Attosecond soft X-Ray spectroscopy reveals the correlated interaction between charges and phonons in real time

The interaction between electrons and nuclei in molecules and solids has a profound impact on their properties. It affects aspects like conductivity, energy storage, phase transitions, and superconductivity. Recently, a team led by ICREA Prof. Jens Biegert at ICFO has introduced a groundbreaking technique for studying these interactions in real-time using attosecond soft X-ray spectroscopy.

This method involves using extremely short bursts of soft X-rays with photon energies covering the water-window range. By employing high-order harmonic generation with a powerful short-wavelength infrared pulse, the team achieved the generation of a remarkably short 165 attosecond pulse with photon energies up to 600 eV. When directed at a sample, these high-energy X-ray photons can excite electrons in the K-shell or L-shell to unoccupied or continuum states.

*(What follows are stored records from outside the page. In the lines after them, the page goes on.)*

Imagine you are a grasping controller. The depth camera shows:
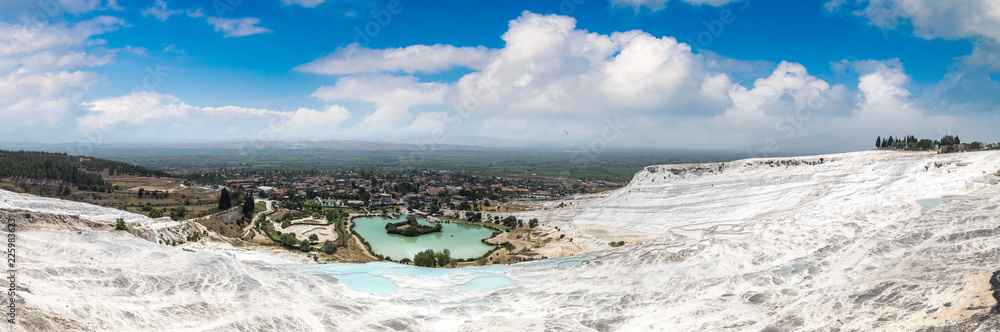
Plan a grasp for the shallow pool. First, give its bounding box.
[291,253,598,294]
[354,216,494,260]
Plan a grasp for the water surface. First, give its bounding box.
[354,216,494,260]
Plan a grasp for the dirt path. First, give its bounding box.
[344,221,379,261]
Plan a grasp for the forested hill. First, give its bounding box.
[0,150,171,187]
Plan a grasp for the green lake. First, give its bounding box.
[354,216,494,261]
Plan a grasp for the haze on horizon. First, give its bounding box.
[0,0,1000,150]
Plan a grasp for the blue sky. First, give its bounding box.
[0,0,1000,152]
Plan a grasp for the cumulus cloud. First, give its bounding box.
[450,12,727,117]
[207,17,272,38]
[0,16,126,56]
[295,44,491,75]
[312,75,448,129]
[141,0,184,22]
[281,0,326,8]
[611,0,746,12]
[77,91,351,140]
[0,15,125,132]
[831,60,959,136]
[712,62,850,130]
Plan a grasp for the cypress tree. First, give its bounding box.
[219,188,233,210]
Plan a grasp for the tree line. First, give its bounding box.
[0,150,170,192]
[875,135,983,150]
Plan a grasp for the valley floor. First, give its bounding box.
[0,151,1000,331]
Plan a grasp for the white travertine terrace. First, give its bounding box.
[0,151,1000,331]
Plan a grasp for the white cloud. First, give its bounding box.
[295,44,491,75]
[281,0,326,8]
[77,91,351,141]
[0,15,125,132]
[142,0,184,22]
[611,0,749,12]
[0,70,97,131]
[207,17,272,38]
[828,60,960,137]
[312,75,448,129]
[0,16,126,57]
[712,62,849,130]
[450,13,726,117]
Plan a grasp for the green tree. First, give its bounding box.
[243,194,254,219]
[434,249,451,267]
[917,139,934,150]
[413,249,437,267]
[115,218,128,231]
[170,206,187,220]
[219,188,233,210]
[320,240,337,255]
[278,233,298,247]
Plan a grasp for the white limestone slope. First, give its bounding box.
[0,152,1000,331]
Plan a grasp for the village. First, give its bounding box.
[219,170,626,211]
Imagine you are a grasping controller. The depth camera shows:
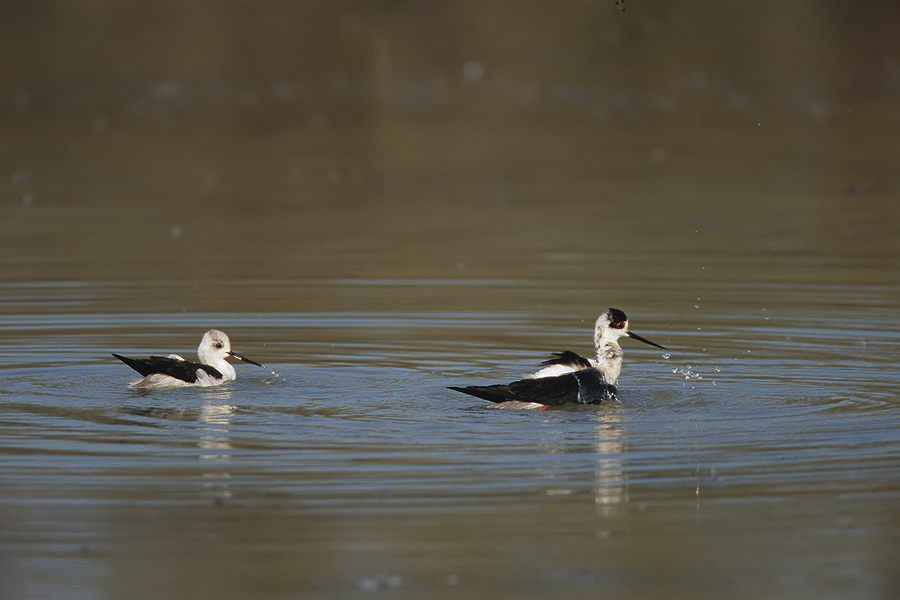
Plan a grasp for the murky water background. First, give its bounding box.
[0,1,900,599]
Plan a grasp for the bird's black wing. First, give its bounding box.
[541,350,591,371]
[450,369,616,405]
[113,353,222,383]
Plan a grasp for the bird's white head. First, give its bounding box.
[594,308,665,350]
[197,329,231,365]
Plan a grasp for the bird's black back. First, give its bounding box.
[450,368,616,406]
[113,353,223,383]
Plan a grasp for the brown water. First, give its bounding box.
[0,0,900,599]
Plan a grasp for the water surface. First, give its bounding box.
[0,1,900,599]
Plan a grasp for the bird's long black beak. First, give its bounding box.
[628,331,665,350]
[228,350,266,370]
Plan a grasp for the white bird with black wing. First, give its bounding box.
[113,329,266,391]
[450,308,665,408]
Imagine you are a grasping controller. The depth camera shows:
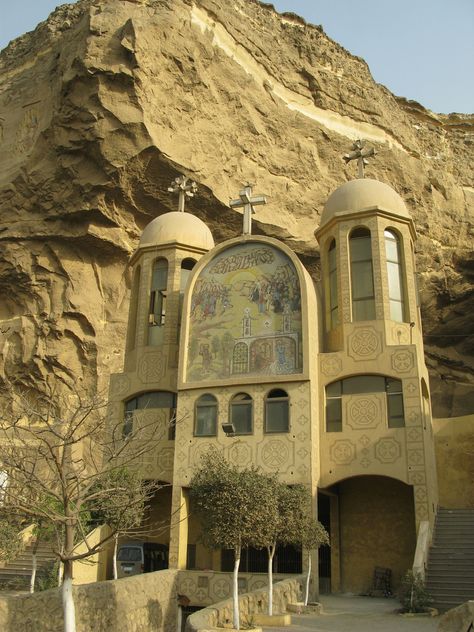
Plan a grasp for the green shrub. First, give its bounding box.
[398,571,433,612]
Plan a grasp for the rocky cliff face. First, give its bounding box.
[0,0,474,416]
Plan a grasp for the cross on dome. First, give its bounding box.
[230,184,267,235]
[343,139,375,178]
[168,175,197,213]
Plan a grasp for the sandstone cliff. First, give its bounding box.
[0,0,474,416]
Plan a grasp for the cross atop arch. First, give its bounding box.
[343,139,375,178]
[168,175,197,213]
[230,184,267,235]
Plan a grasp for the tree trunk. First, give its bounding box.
[267,544,276,617]
[30,536,39,593]
[232,545,241,630]
[112,533,118,579]
[61,560,76,632]
[30,551,37,593]
[304,551,311,606]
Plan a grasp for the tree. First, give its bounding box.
[0,381,164,632]
[190,450,278,630]
[90,467,162,579]
[297,506,329,606]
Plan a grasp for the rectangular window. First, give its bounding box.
[326,395,342,432]
[194,404,217,437]
[232,404,252,434]
[265,399,289,432]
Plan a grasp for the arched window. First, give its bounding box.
[194,393,217,437]
[229,393,253,434]
[326,375,405,432]
[127,266,141,349]
[384,230,406,322]
[328,239,339,329]
[232,342,249,373]
[148,259,168,327]
[265,388,290,432]
[122,391,176,439]
[349,228,375,320]
[179,259,196,294]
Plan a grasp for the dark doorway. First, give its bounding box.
[318,493,331,595]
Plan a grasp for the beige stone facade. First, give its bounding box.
[110,174,438,605]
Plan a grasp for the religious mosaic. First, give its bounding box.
[187,242,302,382]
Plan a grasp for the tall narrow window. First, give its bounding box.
[194,393,217,437]
[349,228,375,320]
[384,230,405,322]
[328,239,339,329]
[127,266,140,349]
[326,380,342,432]
[385,377,405,428]
[230,393,253,434]
[122,391,176,439]
[265,388,290,432]
[148,259,168,327]
[179,259,196,294]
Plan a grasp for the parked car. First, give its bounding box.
[117,542,168,577]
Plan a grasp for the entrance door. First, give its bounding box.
[318,493,331,594]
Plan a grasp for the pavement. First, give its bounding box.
[263,595,439,632]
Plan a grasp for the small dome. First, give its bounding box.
[320,178,410,226]
[138,211,214,250]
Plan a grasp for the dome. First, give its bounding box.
[321,178,410,226]
[138,211,214,250]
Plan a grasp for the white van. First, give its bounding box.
[117,542,168,577]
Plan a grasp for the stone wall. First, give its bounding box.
[186,577,304,632]
[433,415,474,509]
[0,570,178,632]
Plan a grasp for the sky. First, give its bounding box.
[0,0,474,114]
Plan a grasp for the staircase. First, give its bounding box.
[426,509,474,611]
[0,542,55,589]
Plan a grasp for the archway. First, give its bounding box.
[320,476,416,594]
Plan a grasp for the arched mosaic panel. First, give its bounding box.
[187,242,302,382]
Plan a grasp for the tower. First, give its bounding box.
[315,178,437,590]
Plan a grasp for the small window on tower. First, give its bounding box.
[148,259,168,327]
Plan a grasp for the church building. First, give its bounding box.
[106,158,438,605]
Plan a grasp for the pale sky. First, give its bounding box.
[0,0,474,113]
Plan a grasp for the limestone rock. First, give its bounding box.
[0,0,474,416]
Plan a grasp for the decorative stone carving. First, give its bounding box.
[138,351,166,384]
[349,327,381,360]
[407,428,422,441]
[330,439,356,465]
[408,472,426,485]
[211,577,230,601]
[358,435,370,448]
[407,410,421,426]
[110,373,130,399]
[347,395,381,430]
[321,354,342,377]
[298,415,309,426]
[375,437,402,463]
[392,323,410,345]
[296,448,309,459]
[392,350,415,373]
[262,439,290,469]
[229,443,252,466]
[408,446,425,465]
[415,485,428,503]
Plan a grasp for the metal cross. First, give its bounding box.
[230,184,267,235]
[344,139,375,178]
[168,176,197,213]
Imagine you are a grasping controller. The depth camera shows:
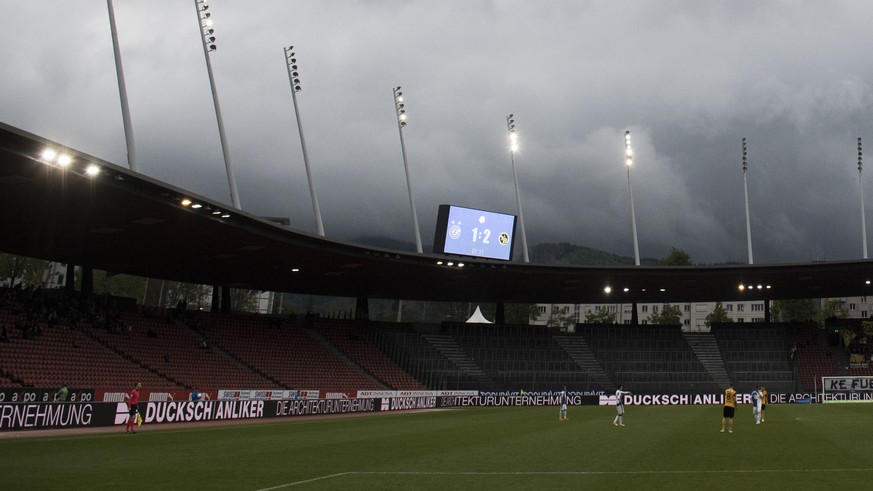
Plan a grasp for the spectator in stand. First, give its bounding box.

Attosecond soft X-ray absorption spectroscopy is a formidable tool that enables researchers to simultaneously explore both electronic and structural aspects of materials. This innovation allows for capturing atomic-scale snapshots with unprecedented attosecond precision, offering deep insights into the intertwined behaviors of electrons and phonons. Understanding these nonequilibrium and correlated interactions is crucial for advancing condensed matter science and designing intelligent materials with tailored properties, such as efficient light harvesting, energy storage, and information processing.

The findings from this study have been published in the Ultrafast Science journal.